Edith Gendron is chief of operations at the Alzheimer’s & Dementia Resource Center in Winter Park. Photo: ADRC

Thursday, we brought you a story about restaurants providing a bit of normalcy for caregivers and those living with the disease by offering dementia-friendly dining.

Today, we bring you this audio postcard from Edith Gendron with the Alzheimer’s & Dementia Resource Center. She says Orange County alone has 30,000 people diagnosed with Alzheimer’s disease, which means a lot of caregivers on the journey with them.

In her words …

Supporting caregivers

My name is Edith Gendron, and I’m the chief of operations here at Alzheimer’s and Dementia Resource Center. Our offices are located in Winter Park, Florida. Our primary mission is to support the at-home caregiver.

Dementia is not a diagnosis. It’s an umbrella term. It means there’s a collection of symptoms that have interfered in the person’s ability to function in their daily life. Alzheimer’s disease is the primary form of a dementia.

I’m going to start with saying something very hard to hear. We lose 50% of our caregivers or care partners, before we lose the person they’re caring for. … Every single person, every single caregiver needs help, they cannot and must not try to do this alone.

A sometimes frightening voyage

I use the term voyage because this voyage of having developed some form of dementia and in having a care partner to me it’s like the ocean that it can be a rough ocean one day it can be a glassy, clear ocean. We’re never too sure what’s underneath there. It’s not all frightening. Some of, you know, you some of it’s beautiful. Ssome of it’s a little frightening.

One of the things we learn fast when we enter into this world of dementia is it really is the here and now. Our culture is tomorrow and next year. Aand we plan, and what’s your five-year plan? We need to stop all of that thinking when this becomes our world.
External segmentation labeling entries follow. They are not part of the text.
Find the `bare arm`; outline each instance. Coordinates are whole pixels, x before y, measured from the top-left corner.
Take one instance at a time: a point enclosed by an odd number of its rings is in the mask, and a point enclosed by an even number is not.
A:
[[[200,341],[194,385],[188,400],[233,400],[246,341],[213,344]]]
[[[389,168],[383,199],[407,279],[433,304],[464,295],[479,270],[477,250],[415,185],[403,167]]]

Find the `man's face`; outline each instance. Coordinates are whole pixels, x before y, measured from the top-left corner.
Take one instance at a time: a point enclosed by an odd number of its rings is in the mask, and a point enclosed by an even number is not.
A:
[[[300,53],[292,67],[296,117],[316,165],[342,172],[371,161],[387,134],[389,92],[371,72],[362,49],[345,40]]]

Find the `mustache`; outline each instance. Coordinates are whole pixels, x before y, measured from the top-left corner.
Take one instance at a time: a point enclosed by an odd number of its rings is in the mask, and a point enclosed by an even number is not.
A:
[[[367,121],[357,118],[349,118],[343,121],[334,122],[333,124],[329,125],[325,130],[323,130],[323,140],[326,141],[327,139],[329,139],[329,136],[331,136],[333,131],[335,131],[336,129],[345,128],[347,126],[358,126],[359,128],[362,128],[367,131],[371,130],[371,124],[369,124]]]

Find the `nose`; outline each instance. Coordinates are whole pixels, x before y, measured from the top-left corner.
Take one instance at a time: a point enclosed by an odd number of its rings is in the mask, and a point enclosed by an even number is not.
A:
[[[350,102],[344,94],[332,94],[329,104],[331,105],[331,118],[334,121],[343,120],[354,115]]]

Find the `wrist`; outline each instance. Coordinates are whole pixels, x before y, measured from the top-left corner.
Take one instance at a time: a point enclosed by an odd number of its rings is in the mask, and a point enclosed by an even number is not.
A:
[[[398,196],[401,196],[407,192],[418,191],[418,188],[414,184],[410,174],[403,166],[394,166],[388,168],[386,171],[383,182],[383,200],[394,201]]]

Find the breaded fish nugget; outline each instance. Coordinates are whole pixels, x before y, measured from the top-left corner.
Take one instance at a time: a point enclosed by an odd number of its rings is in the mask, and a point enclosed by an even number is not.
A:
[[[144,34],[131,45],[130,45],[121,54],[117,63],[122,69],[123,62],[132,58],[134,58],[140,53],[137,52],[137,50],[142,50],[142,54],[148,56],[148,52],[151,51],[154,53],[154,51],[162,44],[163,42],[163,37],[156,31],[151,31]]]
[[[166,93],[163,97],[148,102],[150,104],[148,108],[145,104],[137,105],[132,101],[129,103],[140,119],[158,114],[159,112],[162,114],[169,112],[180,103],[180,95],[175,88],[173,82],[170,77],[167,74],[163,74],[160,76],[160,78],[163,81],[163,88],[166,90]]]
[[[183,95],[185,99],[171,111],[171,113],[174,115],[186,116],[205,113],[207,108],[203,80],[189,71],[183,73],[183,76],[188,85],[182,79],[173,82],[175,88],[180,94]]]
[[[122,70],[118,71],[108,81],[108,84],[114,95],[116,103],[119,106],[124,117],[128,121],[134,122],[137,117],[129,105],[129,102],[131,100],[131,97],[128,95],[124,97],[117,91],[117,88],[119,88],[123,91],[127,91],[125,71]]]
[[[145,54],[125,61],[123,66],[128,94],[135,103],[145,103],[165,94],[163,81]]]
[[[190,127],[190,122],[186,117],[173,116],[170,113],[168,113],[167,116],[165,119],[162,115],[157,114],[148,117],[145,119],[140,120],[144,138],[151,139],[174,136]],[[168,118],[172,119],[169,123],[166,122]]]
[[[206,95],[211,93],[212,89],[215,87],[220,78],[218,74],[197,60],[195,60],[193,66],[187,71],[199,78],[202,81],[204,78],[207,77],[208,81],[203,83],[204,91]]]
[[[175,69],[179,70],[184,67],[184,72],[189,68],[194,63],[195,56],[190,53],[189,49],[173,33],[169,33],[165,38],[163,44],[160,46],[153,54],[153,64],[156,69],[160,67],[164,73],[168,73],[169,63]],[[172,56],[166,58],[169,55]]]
There is this ribbon of grief that runs through it, and it’s not like grief you or I may have experienced when we lose someone we love. This is a continuous cumulative grief. That tends to build over time. It gets harder over time to deal with the daily, the weekly, the monthly changes. When your person no longer knows who you are. That’s a real grieving moment. From the time you worry that something might be changing that feels sinister to you, that grief starts. And then of course you get the diagnosis and you get the confirmation and then the grieving process, again, is just intertwined through all of this. And I can’t express strongly enough how very, very hard and unique that form of grief is. It’s not like any other grieving situation we experience in our lives.

Isolation is a killer

COVID taught those of us who might not have realized how severe isolation was that isolation is a true, I’m going to say, killer. And the diseases of dementia are already isolation prone. People stopped coming to visit. They don’t know what to do. So now you’re home alone with your person, and it’s difficult to go out.

Caregivers cannot do this alone. And if there’s one or, if you’re lucky, two I’m going to say outside that intimate circle, right? So a good friend or a relative that gets it, that just comes along and says something like, “You know what, let me worry about your laundry. I’ll come and pick it up. I’ll take care of it for you.” Or, “I’ll take care of your lawn,” or you know those kinds of things. You know, you might not be real comfortable trying to interact with the person who’s developed the illness as it goes on and progresses, but you can still be real help to that care partner, who then can take a nap, who can go for a walk, who can read a book.